Formalizing Linear Models

# Formalizing Linear Models
## Intro to Data Science
### Shawn Santo
### 02-20-20

---

# Recall

---

## Vocabulary

- **Response** variable: variable whose behavior or variation you are 
  trying to understand, on the y-axis (dependent variable)

- **Explanatory** variables: other variables that you want to use to explain 
  the variation in the response, on the x-axis (independent variables); these
  are also referred to as predictors or features

- **Predicted** value: output of the **model function**
    - The model function gives the typical value of the response variable
    *conditioning* on the explanatory variables (what does this mean?)

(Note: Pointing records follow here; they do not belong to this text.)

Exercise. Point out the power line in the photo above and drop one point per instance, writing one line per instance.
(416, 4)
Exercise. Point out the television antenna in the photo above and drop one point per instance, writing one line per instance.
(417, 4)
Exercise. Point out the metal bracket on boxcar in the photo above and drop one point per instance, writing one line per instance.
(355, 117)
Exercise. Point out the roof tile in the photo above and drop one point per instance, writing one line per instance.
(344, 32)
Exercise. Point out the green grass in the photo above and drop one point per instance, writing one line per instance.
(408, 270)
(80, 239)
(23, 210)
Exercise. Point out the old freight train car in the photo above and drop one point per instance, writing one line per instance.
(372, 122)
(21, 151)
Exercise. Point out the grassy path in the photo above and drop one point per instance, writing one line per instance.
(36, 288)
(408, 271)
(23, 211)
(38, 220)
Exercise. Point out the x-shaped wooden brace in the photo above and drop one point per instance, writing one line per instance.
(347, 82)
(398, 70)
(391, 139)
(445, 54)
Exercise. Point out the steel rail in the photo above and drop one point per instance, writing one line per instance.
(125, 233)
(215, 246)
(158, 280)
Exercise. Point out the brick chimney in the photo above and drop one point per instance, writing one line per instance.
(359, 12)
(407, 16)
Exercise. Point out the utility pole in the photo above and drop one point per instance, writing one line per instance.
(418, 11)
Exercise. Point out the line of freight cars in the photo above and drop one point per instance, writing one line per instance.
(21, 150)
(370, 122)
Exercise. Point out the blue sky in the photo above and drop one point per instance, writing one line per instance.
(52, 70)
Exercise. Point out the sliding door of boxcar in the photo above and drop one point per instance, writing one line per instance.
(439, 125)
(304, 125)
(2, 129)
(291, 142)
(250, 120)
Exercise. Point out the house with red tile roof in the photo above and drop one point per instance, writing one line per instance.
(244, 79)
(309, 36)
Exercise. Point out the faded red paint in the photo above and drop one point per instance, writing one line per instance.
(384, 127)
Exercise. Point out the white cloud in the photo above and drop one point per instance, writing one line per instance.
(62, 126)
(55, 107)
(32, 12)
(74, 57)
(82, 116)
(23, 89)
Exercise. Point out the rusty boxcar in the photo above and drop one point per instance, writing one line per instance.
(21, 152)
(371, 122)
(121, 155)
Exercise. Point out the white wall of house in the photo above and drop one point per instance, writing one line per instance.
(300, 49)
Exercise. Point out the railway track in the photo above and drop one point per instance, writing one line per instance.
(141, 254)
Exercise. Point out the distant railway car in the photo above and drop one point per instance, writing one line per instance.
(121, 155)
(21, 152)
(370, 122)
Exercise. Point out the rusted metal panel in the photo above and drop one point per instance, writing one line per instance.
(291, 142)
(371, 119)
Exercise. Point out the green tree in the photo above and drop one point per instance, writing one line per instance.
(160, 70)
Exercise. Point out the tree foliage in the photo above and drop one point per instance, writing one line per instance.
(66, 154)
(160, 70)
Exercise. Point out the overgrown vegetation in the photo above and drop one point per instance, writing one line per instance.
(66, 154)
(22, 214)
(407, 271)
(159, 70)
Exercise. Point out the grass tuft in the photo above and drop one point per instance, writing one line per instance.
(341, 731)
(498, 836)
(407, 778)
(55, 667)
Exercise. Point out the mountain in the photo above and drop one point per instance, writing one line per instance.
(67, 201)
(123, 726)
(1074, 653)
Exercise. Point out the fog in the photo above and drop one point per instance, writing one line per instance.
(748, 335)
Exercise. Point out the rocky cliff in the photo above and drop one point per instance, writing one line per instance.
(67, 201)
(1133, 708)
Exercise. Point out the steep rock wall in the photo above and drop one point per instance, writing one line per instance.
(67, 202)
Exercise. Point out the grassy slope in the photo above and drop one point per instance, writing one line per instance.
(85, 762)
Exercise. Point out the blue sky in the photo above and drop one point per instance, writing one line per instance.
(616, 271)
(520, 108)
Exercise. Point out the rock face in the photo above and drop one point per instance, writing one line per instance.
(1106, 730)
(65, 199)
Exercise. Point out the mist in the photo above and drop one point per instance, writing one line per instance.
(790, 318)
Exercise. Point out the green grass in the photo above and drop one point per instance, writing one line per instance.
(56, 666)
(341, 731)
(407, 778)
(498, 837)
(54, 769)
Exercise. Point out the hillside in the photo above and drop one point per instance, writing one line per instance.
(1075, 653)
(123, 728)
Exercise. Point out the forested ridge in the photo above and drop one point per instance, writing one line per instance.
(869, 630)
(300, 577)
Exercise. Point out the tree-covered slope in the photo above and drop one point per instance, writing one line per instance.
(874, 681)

- **Residuals:** show how far each case is from its model value
    - **Residual = Observed value - Predicted value**
    - Tells how far above/below the model function each case is

---

## How do we use models?

1. **Explanation**: Characterize the relationship between `$y$` and `$x$` via 
   *slopes* for numerical explanatory variables or *differences* for 
   categorical explanatory variables.

2. **Prediction**: Plug in `$x$`, get the predicted `$y$`

---

## Least squares regression

The regression line minimizes the sum of squared residuals. We consider this to
be the "best" line.

- Residuals: `$e_i = y_i - \hat{y}_i$`,

- The regression line minimizes `$\sum_{i = 1}^n e_i^2$`.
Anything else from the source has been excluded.